Intervention de la commission de surendettement des particuliers



  A. GÉNÉRALITÉS


1La loi du 31 décembre 1989 (dite « Loi Neiertz »), codifiée au titre III du livre III du Code de la consommation, a institué une procédure de traitement du surendettement des particuliers dans laquelle le rôle essentiel est tenu par une commission constituée à cet effet dans chaque département et qui est chargée d'établir un plan amiable d'apurement des dettes des ménages surendettés recueillant l'approbation des créanciers privés. Selon ce dispositif, l'intervention du juge était néanmoins requise en cas d'échec de cet essai préalable de conciliation.

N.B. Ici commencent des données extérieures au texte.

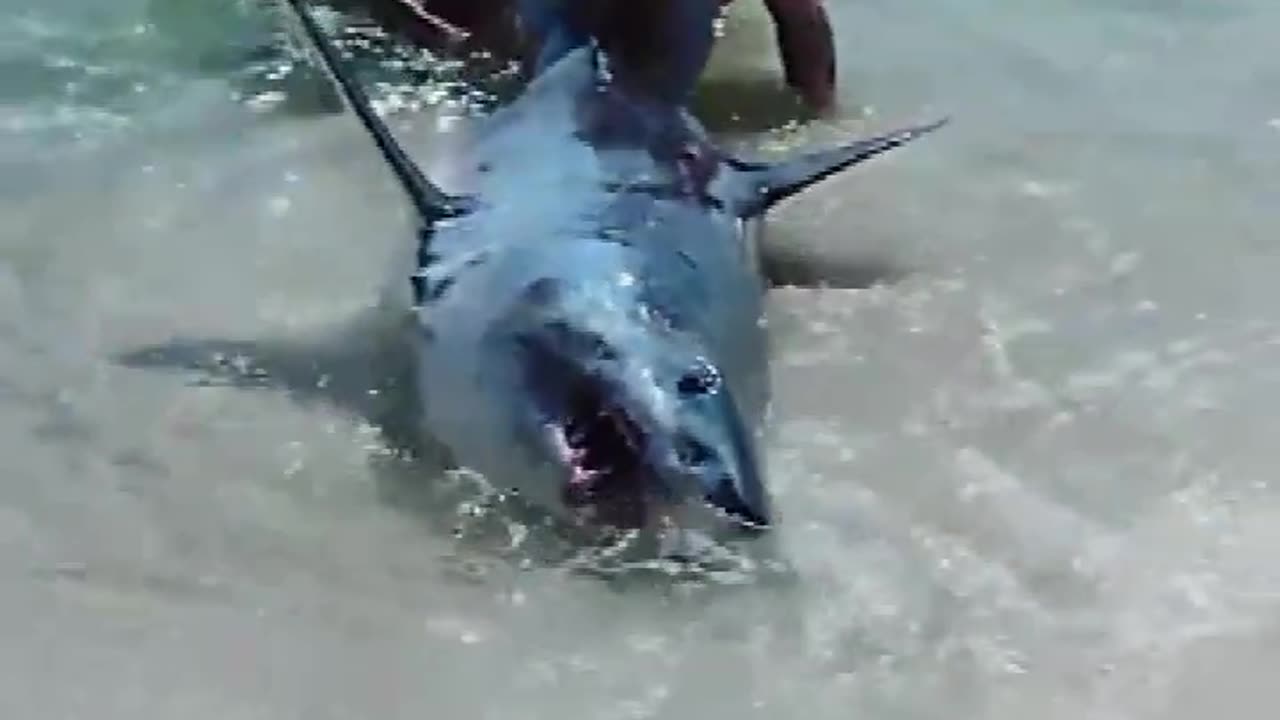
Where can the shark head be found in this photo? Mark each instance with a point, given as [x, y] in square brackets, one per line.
[627, 418]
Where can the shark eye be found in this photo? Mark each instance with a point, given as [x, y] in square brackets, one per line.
[702, 379]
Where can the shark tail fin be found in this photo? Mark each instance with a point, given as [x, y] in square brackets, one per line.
[775, 182]
[432, 203]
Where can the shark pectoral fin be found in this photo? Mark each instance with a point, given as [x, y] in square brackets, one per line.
[773, 182]
[432, 203]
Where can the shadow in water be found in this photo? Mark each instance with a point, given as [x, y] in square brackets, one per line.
[748, 105]
[365, 369]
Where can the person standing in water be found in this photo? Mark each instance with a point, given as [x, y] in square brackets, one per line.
[543, 31]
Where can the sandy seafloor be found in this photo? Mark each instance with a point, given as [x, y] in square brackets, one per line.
[1029, 473]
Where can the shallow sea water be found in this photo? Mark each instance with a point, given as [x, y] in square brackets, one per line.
[1023, 474]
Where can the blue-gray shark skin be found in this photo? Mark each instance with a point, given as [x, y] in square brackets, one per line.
[590, 317]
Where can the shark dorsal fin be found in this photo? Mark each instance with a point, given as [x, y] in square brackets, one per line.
[773, 182]
[432, 203]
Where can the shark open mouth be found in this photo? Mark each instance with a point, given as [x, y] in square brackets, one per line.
[603, 449]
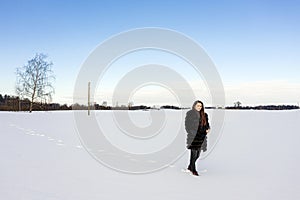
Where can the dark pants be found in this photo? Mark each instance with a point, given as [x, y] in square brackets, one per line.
[194, 156]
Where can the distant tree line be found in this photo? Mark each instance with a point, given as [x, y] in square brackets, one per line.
[14, 103]
[263, 107]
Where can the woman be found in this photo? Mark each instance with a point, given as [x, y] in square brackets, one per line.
[197, 127]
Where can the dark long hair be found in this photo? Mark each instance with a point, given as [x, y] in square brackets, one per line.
[203, 121]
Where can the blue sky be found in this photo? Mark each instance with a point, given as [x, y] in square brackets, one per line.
[254, 44]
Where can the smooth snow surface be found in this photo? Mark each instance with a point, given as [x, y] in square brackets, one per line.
[257, 157]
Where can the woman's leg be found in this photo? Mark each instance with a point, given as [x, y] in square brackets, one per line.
[193, 158]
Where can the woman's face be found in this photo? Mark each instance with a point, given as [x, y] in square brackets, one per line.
[198, 107]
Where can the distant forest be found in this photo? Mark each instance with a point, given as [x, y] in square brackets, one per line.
[13, 103]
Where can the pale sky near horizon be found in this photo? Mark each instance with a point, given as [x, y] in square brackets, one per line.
[255, 45]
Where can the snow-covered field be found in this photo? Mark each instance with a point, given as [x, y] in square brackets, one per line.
[257, 157]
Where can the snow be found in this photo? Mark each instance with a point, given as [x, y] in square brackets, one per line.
[257, 157]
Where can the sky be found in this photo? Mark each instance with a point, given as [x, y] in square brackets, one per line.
[255, 45]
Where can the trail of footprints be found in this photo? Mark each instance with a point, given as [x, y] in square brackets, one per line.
[61, 143]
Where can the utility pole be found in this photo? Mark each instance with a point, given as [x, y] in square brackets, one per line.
[89, 96]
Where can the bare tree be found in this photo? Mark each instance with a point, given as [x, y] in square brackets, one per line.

Pour surmonter les difficultés d'application de ces dispositions, tenant notamment à l'engorgement des juridictions, la loi du 8 février 1995 a recentré le dispositif sur les commissions en leur conférant le pouvoir, de formuler elles-mêmes des recommandations d'apurement auxquelles le juge donne ensuite force exécutoire.

2L'augmentation du nombre de personnes en difficulté d'une part, le changement de nature du surendettement d'autre part (plus souvent lié à une chute de revenus qu'à des engagements financiers excessifs), ont conduit le gouvernement à réformer l'ensemble du dispositif.

3Ainsi, la loi d'orientation n° 98-657 du 29 juillet 1998 relative à la lutte contre les exclusions (publiée au JO du 31) a apporté un certain nombre d'aménagements à la procédure de traitement du surendettement des particuliers.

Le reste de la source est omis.